Characterization of composite propellant slurry for additive manufacturing of solid rocket motor grains

In recent years, additive manufacturing has increasingly become a crucial production process because of the many advantages it presents, such as lower costs, versatility, and fewer design restrictions. This last factor is crucial in the production of solid rocket motors as their traditional manufacture methods rely on casting, which locks the possible grain geometries to the shape of the mandrel; moreover, this process can lead to propellant fractures, separation from the liner and cracking. For this reason, many studies have tried to combine additive manufacturing with the production of solid propellants but at the moment an optimal solution has not yet been found. In addition, the polymerization process of solid rocket motors takes place in large thermostatic hoven and the cross-linking reactions require the use of toxic isocyanates. In the previous works of this project, an inert propellant formulation was developed with the aim of optimizing its additive manufacturing production and an innovative curing process using UV rays has been studied; polybutadiene was chosen as binder, and ammonium sulphate was used as an inert substitute for ammonium perchlorate. In this thesis the author tried to improve the previously developed home-made printer, leading to a better understanding of the used slurry behavior and the 3D-printing settings given through the slicing software.
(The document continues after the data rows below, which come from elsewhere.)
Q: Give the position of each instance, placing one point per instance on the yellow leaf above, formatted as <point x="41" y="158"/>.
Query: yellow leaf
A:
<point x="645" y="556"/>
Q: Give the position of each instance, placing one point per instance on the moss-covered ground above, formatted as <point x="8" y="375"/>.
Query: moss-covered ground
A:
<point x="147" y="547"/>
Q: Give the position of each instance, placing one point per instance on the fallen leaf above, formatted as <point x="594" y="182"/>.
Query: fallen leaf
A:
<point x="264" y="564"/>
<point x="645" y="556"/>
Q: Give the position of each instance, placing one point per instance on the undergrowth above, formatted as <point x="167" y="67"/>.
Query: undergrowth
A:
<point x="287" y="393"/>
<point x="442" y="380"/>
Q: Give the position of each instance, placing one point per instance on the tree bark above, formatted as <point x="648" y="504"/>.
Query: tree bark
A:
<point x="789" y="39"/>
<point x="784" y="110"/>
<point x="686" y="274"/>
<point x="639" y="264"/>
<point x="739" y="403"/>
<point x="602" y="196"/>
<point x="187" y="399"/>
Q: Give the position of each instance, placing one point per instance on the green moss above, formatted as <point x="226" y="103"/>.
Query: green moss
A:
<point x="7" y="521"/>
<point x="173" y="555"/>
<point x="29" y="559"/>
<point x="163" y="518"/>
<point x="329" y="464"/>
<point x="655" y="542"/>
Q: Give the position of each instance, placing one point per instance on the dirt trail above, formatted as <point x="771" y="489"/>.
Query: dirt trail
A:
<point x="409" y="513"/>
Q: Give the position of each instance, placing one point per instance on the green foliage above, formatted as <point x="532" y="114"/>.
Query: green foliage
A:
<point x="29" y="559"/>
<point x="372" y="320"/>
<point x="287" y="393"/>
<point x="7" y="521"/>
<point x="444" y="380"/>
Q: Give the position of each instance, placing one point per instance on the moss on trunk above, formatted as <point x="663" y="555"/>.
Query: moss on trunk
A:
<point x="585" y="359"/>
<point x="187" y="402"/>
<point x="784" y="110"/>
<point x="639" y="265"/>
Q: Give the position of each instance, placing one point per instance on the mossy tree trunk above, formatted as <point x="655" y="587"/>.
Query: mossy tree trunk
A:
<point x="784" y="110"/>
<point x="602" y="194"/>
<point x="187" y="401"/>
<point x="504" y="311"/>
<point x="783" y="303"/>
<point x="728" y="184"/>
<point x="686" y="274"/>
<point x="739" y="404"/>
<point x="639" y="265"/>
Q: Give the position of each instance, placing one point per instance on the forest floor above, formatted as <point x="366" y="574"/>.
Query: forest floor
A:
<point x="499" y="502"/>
The printing process showed some problems because the mixture was found to be very sensitive to the applied extrusion pressure, so it is necessary to optimize several parameters, in particular the extrusion speed. Depending on the configuration of the system and the speed imparted, it was found that the material may incur a phase separation phenomenon in which the percentage of solid content near the output increases, leading to possible breakages. Due to the nature of its components, the slurry also presents a viscoelastic behavior, so several rheometry tests have been carried out using a flat-plates rheometer, allowing to identify the values of viscosity and elasticity varying the frequency, the percentage of salt, and the type of polybutadiene used.